Dans une interview exclusive accordée à notre rédaction, Dr. Édouard Zotomou Kpogomou, vice-président de l’Alliance Nationale pour l’Alternance Démocratique (ANAD) et président de l’Union Démocratique pour le Renouveau et le Progrès (UDRP), n’a pas mâché ses mots sur la récente initiative du gouvernement visant à effectuer une immersion à l’intérieur du pays.

Dès l’entame, Dr. Zotomou met en cause le timing de cette initiative, jugée inappropriée après  » trois ans et quatre mois de transition « . Pour lui, cette immersion aurait dû être entreprise dès le début afin de dresser un état des lieux des besoins réels des populations. « C’est comme si on a perdu du temps. Ce n’est pas maintenant qu’on devrait faire une immersion », critique-t-il.

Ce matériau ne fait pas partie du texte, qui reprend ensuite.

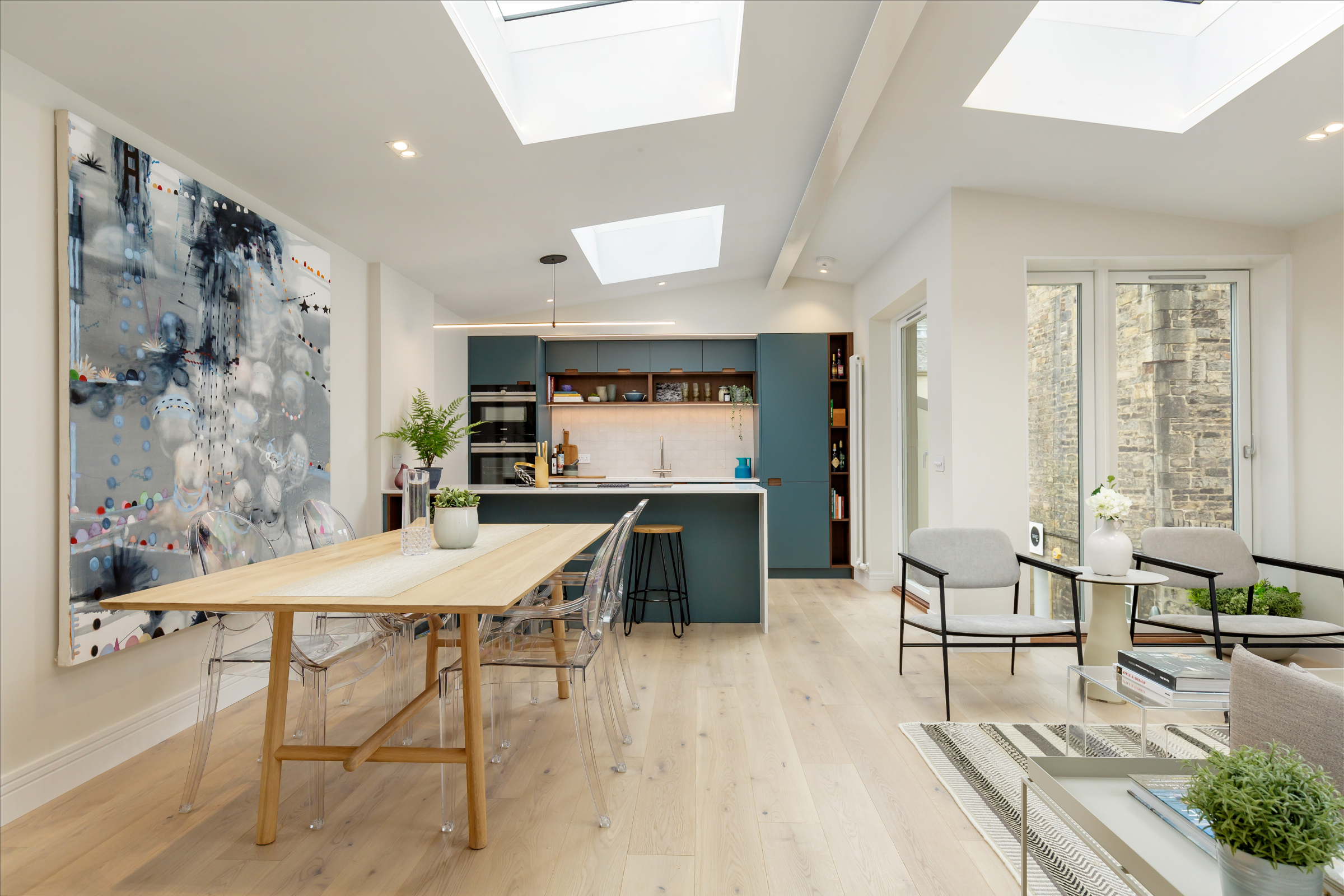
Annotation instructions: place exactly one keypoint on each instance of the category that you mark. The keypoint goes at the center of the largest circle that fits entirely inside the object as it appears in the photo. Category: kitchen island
(724, 538)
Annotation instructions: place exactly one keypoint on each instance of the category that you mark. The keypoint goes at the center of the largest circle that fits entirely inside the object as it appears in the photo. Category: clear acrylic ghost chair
(581, 665)
(327, 527)
(502, 708)
(221, 540)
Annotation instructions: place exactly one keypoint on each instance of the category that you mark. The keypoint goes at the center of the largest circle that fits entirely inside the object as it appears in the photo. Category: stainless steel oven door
(494, 464)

Il rappelle que des missions similaires ont déjà eu lieu, notamment celles du Conseil National de la Transition (CNT), chargé de recenser les préoccupations des citoyens pour les intégrer à l’avant-projet de Constitution. « Si cela n’a rien donné, pourquoi croire qu’une nouvelle immersion apportera des résultats ? », s’interroge-t-il, pointant du doigt un manque de planification dans la gouvernance actuelle.

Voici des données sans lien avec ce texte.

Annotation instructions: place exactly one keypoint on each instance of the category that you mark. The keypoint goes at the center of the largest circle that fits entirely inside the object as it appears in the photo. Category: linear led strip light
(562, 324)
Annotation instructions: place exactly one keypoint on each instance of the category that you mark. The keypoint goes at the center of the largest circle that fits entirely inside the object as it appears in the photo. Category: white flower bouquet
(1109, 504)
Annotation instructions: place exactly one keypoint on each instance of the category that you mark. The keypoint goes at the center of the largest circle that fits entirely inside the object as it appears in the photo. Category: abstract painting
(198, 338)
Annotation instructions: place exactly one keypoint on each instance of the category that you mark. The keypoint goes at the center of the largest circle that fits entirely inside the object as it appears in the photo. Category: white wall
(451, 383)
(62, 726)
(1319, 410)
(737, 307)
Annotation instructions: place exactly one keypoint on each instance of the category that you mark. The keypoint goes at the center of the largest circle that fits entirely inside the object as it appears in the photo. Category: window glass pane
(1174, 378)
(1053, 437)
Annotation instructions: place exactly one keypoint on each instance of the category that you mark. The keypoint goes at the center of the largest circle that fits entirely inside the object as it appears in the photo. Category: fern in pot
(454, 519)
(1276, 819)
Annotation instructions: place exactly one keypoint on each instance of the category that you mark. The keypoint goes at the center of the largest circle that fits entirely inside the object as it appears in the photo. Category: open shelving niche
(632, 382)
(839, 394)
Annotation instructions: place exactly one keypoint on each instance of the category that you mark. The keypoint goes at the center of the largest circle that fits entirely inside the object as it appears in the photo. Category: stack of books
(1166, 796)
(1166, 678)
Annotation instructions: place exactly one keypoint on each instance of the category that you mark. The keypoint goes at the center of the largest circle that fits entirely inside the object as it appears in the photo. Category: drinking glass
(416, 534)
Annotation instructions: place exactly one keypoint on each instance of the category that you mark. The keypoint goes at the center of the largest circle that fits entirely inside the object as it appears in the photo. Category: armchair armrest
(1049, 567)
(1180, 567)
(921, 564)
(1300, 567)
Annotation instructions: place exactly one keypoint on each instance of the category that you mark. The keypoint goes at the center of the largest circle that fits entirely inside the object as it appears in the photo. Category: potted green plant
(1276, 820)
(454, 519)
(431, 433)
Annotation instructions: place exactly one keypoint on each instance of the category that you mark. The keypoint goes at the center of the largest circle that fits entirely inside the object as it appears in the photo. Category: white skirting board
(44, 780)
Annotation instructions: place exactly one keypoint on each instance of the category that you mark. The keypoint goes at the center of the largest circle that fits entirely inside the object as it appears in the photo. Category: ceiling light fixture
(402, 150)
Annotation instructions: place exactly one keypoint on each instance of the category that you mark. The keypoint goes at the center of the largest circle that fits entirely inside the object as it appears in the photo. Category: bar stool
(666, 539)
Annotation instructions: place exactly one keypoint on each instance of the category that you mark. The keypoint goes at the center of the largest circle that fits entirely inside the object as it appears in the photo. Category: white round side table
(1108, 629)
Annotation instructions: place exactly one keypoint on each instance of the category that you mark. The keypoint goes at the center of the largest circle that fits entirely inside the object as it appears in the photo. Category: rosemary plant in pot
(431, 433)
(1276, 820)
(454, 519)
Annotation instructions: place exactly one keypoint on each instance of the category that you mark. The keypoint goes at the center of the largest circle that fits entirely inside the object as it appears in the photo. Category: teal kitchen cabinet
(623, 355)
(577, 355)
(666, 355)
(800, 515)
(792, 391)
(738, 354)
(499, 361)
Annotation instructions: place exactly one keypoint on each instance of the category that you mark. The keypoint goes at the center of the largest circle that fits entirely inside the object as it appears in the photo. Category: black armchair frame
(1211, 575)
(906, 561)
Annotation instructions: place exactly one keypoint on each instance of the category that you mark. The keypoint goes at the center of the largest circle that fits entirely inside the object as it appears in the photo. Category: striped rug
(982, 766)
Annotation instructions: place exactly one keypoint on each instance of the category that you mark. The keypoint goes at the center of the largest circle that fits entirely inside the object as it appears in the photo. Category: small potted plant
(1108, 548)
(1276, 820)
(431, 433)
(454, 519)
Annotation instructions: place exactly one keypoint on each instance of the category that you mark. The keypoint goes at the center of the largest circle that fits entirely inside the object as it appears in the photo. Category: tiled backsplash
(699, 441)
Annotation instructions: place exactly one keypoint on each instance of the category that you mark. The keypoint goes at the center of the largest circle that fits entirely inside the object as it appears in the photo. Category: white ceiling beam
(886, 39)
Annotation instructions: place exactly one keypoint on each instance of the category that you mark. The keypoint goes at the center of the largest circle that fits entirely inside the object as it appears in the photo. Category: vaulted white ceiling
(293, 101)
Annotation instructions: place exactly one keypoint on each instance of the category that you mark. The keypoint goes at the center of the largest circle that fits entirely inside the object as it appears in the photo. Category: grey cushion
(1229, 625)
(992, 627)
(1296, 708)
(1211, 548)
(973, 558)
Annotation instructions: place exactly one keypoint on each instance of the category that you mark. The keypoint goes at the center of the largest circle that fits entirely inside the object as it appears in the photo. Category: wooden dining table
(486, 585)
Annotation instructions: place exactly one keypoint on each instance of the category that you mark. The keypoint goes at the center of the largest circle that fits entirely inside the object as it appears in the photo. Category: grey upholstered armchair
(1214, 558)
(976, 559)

Au-delà de son caractère tardif, cette immersion est perçue par le leader politique comme un gouffre financier sans réel impact. « Ce sont des sources de dépenses inutiles qui n’apporteront absolument rien », martèle-t-il. Il déplore un gaspillage de ressources qui aurait pu être évité avec une approche mieux structurée en amont.

Pour Dr. Zotomou, cette démarche cache des motivations inavouées : « Si maintenant il faut attendre la fin pour le faire, c’est qu’il y a d’autres velléités derrière cela. » Il exprime sa frustration face à une gouvernance qui, selon lui, agit « à l’aveuglette » avant de tenter de corriger le tir en toute fin de parcours.

Dr. Édouard Zotomou Kpogomou considère cette immersion comme une initiative plus symbolique qu’efficace, synonyme de tâtonnement et d’absence de vision stratégique. « Ils le savent, et c’est ce qui fait mal », conclut-il, dénonçant un manque de rigueur et de cohérence dans la gestion de la transition.

Son analyse pose une question fondamentale : cette immersion gouvernementale est-elle un véritable outil de consultation ou simplement une opération de communication à fort coût budgétaire ? Une interrogation qui reste ouverte alors que la transition s’approche de son terme.